Absurde réplique le député Pelletier

Bien au fait des démarches des autorités municipales et de la Coop fédérée dans ce dossier, le député de Saint-Hyacinthe Émilien Pelletier ne s’est pas gêné pour dénoncer la solution « absurde » proposée par le MTQ.

« Ça revient à dire que les étudiants devraient payer pour la construction des écoles et les malades pour celle des hôpitaux. L’autoroute 20 a été construite après ce tronçon ferroviaire. Il est donc de la responsabilité du MTQ de rendre ce croisement sécuritaire », a commenté le député en entrevue au COURRIER.Sachant que le MTQ doit entreprendre la reconstruction du viaduc Laframboise en 2014, M. Pelletier dit avoir déjà discuté de la possibilité de jumeler ce chantier à celui d’une structure d’étagement pour la voie ferrée avec Sylvain Gaudreault, ministre des Transports. « J’ai demandé s’il était possible de faire d’une pierre deux coups, mais de toute évidence ce ne le sera pas, puisque les coûts pour la reconstruction du viaduc Laframboise sont déjà inscrits dans le budget du Ministère et que la reconfiguration du croisement entre la 20 et la voie ferrée coûterait trop cher », déplore le député. Il ajoute que « l’idéal aurait été d’inclure, il y a deux ans, l’aménagement de ces infrastructures dans celles du viaduc Laframboise, de penser sa construction en conséquence de l’étagement de la voie ferrée ».Au sujet des coûts de 80 à 100 M$ avancés par le MTQ, il précise toutefois que personne à sa connaissance n’a pu consulter l’étude étayant de tels montants.« J’ai déjà fait la demande plus tôt, mais je n’ai pas eu de retour. Cette semaine, je vais relancer le ministre Gaudreault afin d’obtenir l’étude du MTQ. »

Règles de sécurité désuètes?

Bien que le Canadian National (CN) applique des règles strictes concernant le passage de ses trains de marchandises sur la voie rapide à Saint-Hyacinthe, l’aspect sécuritaire de ce carrefour est régulièrement remis en question.

« On parle de 100 wagons de plus par semaine qui croiseront bientôt l’autoroute.
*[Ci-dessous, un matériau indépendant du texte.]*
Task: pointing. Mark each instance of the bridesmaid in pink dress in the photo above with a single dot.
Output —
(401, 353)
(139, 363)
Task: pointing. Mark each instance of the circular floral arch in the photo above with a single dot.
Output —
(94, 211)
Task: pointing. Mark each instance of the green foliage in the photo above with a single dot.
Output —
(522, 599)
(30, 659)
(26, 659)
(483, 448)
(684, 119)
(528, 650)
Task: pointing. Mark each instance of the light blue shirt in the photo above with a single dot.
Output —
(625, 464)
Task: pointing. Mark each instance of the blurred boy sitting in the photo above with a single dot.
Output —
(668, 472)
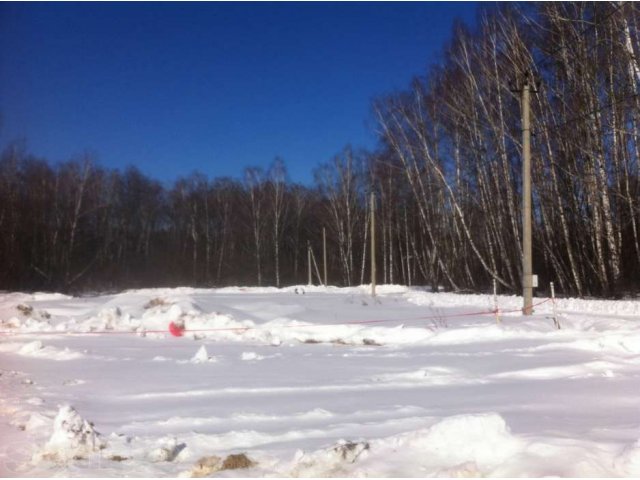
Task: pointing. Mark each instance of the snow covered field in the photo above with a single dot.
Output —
(329, 382)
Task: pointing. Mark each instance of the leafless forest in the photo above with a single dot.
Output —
(446, 175)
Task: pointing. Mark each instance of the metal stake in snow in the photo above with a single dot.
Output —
(373, 244)
(309, 262)
(324, 253)
(495, 301)
(527, 270)
(556, 322)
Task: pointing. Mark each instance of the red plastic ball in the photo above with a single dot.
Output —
(176, 330)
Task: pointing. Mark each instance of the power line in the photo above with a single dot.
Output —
(549, 56)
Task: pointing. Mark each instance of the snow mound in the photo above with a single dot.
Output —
(483, 439)
(73, 437)
(37, 349)
(202, 356)
(168, 450)
(463, 445)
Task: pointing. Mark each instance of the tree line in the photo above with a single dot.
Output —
(446, 175)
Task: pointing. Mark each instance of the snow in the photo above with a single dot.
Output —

Si on ajoute cela à une augmentation du trafic routier, ça commence à représenter un risque assez élevé de collision », croit le député qui ne partage pas du tout l’opinion du MTQ quant au risque associé à la situation actuelle.Il poursuit, en indiquant que les trains du CN sont tenus d’éviter de passer durant les heures de pointe sur l’autoroute, mais qu’aujourd’hui, la plage horaire de la circulation s’est passablement décalée. « Pour ce qui est de l’obligation des conducteurs ferroviaires de circuler à très basse vitesse lorsqu’ils arrivent à la voie rapide, c’est une bonne mesure. Toutefois, lorsque c’est un très long convoi qui traverse à 30 km/h, ça prend du temps. Imaginez la congestion que cela va créer si les automobilistes doivent s’immobiliser encore plus fréquemment. »La Coop fédérée avait elle aussi retenu l’argument de la sécurité routière dans sa lettre adressée au MTQ. « Notre proposition vient encourager une plus grande sécurité aux dizaines de milliers de passagers automobiles qui empruntent cette voie rapide chaque jour », avait écrit le chef de la direction, Claude Lafleur, le 10 avril.